The good news in their quest to do so is that while they have two tremendous teams nipping at their heels, they are a squad flush with talent as well, and most importantly, that talent is almost all enjoying career-best seasons all at once. Ben Simmons and Tobias Harris each had terrific first halves, with Harris rejuvenated playing for Doc Rivers again and Simmons being the two-way force Philly has always known him capable of being, but on a more consistent basis. New additions Danny Green and Seth Curry have provided the Sixers with much needed spacing and scoring punch from the outside, but the biggest reason for the Sixers’ first half surge has been the MVP caliber play from Joel Embiid.

The big fella is averaging a career-high 30.2 points per game to go along with 11.6 rebounds, 3.3 assists, 1.2 steals, and 1.4 blocks per game on career best efficiency (52.1/41.6/85.6 shooting splits are all career marks). He capped off his first half campaign with an emphatic statement against two-time DPOY Rudy Gobert, dropping 40 points and 19 rebounds on the Jazz center in a comeback win in overtime, which he forced with a ridiculous late three-pointer.

For Sixers president of basketball operations Daryl Morey, who is in his first season in Philly after stepping down in Houston this offseason, he can’t help but be effusive in his praise for Embiid, even going so far as to say he’s more unstoppable than the former MVP he saw daily with the Rockets in an interview with Sports Illustrated’s Howard Beck.

“I get in trouble when I say stuff like this,” Morey says, “but he’s the most unstoppable thing I’ve ever seen. And I’ve seen a lot. You know who I’ve seen,” he says, alluding to Harden. “But I’ve never seen anything like it. Like last night against Rudy Gobert, he faced him up at eight feet, and I mean it ended in a dunk. And (Gobert) is an amazing defender. And he had no answer.”

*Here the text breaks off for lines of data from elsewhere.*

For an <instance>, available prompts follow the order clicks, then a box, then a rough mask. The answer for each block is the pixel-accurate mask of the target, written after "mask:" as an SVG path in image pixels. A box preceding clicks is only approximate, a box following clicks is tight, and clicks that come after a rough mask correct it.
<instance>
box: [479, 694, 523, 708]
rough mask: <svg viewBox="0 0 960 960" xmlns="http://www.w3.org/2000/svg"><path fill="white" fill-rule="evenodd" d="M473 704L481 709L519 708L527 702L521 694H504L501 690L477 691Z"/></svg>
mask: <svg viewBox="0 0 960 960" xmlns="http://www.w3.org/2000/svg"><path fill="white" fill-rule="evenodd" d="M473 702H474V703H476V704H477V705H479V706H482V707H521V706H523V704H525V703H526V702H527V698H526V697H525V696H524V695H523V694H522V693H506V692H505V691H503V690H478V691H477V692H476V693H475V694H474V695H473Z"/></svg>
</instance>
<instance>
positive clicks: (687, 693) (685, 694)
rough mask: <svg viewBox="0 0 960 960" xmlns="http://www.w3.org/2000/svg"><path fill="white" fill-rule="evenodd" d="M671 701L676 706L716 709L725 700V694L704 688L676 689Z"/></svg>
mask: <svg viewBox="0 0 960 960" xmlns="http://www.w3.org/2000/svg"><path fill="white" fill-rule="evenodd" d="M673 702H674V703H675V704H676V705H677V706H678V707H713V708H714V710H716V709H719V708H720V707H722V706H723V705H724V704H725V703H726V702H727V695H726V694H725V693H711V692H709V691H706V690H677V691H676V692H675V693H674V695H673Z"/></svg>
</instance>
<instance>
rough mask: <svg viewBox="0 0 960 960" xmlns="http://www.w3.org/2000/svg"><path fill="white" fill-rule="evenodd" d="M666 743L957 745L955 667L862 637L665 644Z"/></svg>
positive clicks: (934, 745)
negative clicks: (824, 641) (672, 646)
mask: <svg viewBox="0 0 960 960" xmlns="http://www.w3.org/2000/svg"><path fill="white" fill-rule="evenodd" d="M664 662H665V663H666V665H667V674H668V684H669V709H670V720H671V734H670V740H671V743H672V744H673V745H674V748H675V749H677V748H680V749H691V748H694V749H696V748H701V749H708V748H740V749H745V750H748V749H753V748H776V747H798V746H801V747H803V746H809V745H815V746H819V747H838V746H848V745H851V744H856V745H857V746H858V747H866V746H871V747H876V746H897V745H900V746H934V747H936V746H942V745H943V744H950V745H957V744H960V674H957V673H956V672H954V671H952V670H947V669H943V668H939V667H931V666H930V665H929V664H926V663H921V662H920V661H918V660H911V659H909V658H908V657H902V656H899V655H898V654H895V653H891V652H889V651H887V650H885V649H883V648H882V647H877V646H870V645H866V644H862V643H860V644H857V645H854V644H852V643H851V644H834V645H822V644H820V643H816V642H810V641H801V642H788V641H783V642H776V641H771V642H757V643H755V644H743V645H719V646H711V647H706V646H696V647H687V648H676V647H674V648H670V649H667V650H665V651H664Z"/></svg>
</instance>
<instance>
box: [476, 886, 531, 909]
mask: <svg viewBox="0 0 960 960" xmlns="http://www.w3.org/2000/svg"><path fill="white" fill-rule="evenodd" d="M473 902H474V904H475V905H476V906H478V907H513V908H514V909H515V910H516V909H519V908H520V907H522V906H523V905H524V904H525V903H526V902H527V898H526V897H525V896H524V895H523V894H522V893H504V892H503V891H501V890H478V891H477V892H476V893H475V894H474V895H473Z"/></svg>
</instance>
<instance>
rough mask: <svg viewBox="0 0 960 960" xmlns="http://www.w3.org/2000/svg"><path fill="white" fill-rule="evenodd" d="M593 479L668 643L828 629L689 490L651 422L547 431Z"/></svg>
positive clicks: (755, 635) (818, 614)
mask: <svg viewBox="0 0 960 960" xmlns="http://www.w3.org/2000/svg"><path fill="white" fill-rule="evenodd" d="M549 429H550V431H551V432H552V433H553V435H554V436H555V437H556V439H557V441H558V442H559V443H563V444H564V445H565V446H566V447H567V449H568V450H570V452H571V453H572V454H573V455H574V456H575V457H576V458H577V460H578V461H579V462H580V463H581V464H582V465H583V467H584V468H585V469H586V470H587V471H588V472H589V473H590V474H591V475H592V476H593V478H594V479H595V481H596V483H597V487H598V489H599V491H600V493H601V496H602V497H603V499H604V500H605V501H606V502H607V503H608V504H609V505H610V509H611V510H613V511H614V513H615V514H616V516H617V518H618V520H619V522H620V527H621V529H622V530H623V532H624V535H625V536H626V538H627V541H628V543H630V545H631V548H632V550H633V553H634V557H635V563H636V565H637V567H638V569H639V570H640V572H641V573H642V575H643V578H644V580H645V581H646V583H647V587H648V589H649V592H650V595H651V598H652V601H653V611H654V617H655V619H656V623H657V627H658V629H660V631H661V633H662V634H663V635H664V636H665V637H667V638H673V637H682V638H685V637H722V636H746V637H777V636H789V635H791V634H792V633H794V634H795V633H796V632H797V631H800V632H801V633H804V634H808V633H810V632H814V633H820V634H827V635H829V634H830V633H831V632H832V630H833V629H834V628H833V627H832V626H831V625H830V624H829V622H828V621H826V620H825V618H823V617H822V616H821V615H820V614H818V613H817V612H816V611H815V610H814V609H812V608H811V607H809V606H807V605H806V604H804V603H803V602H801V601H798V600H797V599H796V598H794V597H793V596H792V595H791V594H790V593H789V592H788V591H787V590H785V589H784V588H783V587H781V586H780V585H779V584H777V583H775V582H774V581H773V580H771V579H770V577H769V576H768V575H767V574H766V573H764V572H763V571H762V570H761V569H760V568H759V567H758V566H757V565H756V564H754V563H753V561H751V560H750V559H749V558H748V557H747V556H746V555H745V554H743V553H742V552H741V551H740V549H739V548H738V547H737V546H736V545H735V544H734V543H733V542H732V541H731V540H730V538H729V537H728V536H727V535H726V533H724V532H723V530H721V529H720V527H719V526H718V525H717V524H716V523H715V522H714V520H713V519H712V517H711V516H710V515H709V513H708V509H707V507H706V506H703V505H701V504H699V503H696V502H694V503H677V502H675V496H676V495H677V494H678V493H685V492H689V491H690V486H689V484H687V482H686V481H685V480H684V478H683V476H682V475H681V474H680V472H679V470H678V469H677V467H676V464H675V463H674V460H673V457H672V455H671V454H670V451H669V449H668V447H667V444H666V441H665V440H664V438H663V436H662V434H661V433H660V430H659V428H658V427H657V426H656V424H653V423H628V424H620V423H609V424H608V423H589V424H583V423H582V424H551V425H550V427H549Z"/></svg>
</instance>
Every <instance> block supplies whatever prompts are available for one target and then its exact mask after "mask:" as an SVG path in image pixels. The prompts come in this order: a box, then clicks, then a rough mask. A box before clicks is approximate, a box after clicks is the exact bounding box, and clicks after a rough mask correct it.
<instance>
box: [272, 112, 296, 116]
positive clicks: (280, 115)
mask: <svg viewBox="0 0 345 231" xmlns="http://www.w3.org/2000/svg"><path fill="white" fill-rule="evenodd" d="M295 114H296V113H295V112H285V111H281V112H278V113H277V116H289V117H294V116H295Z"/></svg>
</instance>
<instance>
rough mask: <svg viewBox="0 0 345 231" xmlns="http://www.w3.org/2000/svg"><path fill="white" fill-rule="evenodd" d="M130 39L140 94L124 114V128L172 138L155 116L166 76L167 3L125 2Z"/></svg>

Morey’s belief in James Harden — who in his interview he would not mention to avoid getting fined — was well-established in Houston and there was a reason he chased him this season before he was dealt to the Nets. So for him to say this about Embiid is certainly quite the statement, even if there may be some recency bias mixed into his calculation. What’s more interesting is that Embiid and Harden are firmly in the frontrunner category for MVP this season, and as such we may very well get a leaguewide vote regarding which has had the better, more unstoppable season to see if scribes around the league agree or disagree with Morey’s assertion.